POR AGUSTINA, ANTONELLA, AILÍN Y JUSTINA
Romina Gutiérrez tenía 40 años y vivía con sus dos hijos, Tomás de 20 años y Sofía de 16 años. Era muy estricta, pero eso no siempre había sido así. A su hijo más grande hace un par de años le robaron en la calle y apuntaron con un arma. Después de eso la mamá se quedó con mucho miedo, lo que hizo que sea muy sobreprotectora con ellos, más que nada con Sofía.
Sofía, cuando entró en la adolescencia, veía cómo sus amigas habían empezado a salir, pero ella no podía, se quedaba siempre en la casa. Siempre eran las mismas respuestas cuando preguntaba si podía salir: “Te puede pasar algo”, “La calle es peligrosa”. Lo peor de todo es que no podías insistirle, porque se enojaba más. Todos los días eran las mismas peleas de siempre, hasta que un día ella no insistió para poder salir, fue al colegio como siempre, o eso creía su mamá.
Romina estaba en su consultorio, trabajando como nutricionista, cuando llamaron.
—¿Hola?
— Buenos días. Somos del colegio, queríamos saber por qué Sofía no vino hoy, ya van varias faltas.
—¿Cómo que no fue? Si la vi salir hacia el colegio.
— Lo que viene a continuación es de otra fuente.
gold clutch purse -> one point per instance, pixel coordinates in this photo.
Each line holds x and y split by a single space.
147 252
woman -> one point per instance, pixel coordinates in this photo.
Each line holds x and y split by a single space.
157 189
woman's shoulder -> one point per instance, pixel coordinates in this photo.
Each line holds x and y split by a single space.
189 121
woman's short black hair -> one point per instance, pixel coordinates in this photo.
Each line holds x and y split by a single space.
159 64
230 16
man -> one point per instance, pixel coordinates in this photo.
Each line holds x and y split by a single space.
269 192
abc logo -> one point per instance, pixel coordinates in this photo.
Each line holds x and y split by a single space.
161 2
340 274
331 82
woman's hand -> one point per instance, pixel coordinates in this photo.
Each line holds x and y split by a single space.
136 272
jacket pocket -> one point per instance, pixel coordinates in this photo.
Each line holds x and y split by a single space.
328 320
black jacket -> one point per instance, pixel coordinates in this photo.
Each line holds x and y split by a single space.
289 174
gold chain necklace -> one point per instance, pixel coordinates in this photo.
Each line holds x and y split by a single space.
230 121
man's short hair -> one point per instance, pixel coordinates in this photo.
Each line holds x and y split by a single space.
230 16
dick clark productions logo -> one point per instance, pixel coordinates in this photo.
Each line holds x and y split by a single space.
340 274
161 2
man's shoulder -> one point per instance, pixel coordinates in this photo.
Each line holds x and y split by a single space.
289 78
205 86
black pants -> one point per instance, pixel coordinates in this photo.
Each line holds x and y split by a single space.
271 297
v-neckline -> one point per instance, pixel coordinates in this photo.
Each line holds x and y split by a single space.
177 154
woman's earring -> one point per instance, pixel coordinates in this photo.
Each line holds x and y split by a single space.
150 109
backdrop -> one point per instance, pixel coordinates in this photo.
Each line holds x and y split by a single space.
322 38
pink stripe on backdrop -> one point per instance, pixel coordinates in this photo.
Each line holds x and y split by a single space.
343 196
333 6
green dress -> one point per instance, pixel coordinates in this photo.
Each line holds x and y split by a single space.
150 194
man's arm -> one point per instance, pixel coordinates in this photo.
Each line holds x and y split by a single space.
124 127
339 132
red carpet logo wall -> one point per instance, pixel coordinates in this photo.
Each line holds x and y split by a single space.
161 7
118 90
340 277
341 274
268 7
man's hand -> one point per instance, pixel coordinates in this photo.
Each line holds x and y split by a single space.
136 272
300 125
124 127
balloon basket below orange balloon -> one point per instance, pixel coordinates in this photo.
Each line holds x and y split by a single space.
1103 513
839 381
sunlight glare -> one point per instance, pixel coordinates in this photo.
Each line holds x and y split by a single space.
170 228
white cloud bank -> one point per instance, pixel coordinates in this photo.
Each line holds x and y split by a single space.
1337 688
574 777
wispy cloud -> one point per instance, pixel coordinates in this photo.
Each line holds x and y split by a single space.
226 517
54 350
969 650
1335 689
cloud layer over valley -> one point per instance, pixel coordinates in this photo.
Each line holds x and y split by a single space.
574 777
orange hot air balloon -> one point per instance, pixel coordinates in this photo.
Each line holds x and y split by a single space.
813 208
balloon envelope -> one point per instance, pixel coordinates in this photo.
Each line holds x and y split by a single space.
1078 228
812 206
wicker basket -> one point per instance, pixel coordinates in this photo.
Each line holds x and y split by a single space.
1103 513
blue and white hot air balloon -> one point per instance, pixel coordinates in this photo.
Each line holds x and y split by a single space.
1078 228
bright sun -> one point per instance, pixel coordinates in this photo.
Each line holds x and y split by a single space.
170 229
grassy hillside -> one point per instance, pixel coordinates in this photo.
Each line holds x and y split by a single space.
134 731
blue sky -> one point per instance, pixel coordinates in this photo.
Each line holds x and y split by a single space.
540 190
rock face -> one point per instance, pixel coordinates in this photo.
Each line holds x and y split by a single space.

Romina se dio cuenta de que varias veces se había rateado del colegio. Llamó a Sofía, muy enojada, pero no atendía; le mandó muchos mensajes, pero tampoco los había visto, entonces llamó a las amigas de ella, pero no sabían nada, ellas sí habían entrado al colegio. Ahí es donde se empezó a asustar su mamá, porque se dio cuenta de que esta vez se había ido sola. Llamó a todas las personas que podrían saber dónde estaba, pero nadie sabía nada. Pasaron las horas y ella nunca volvió.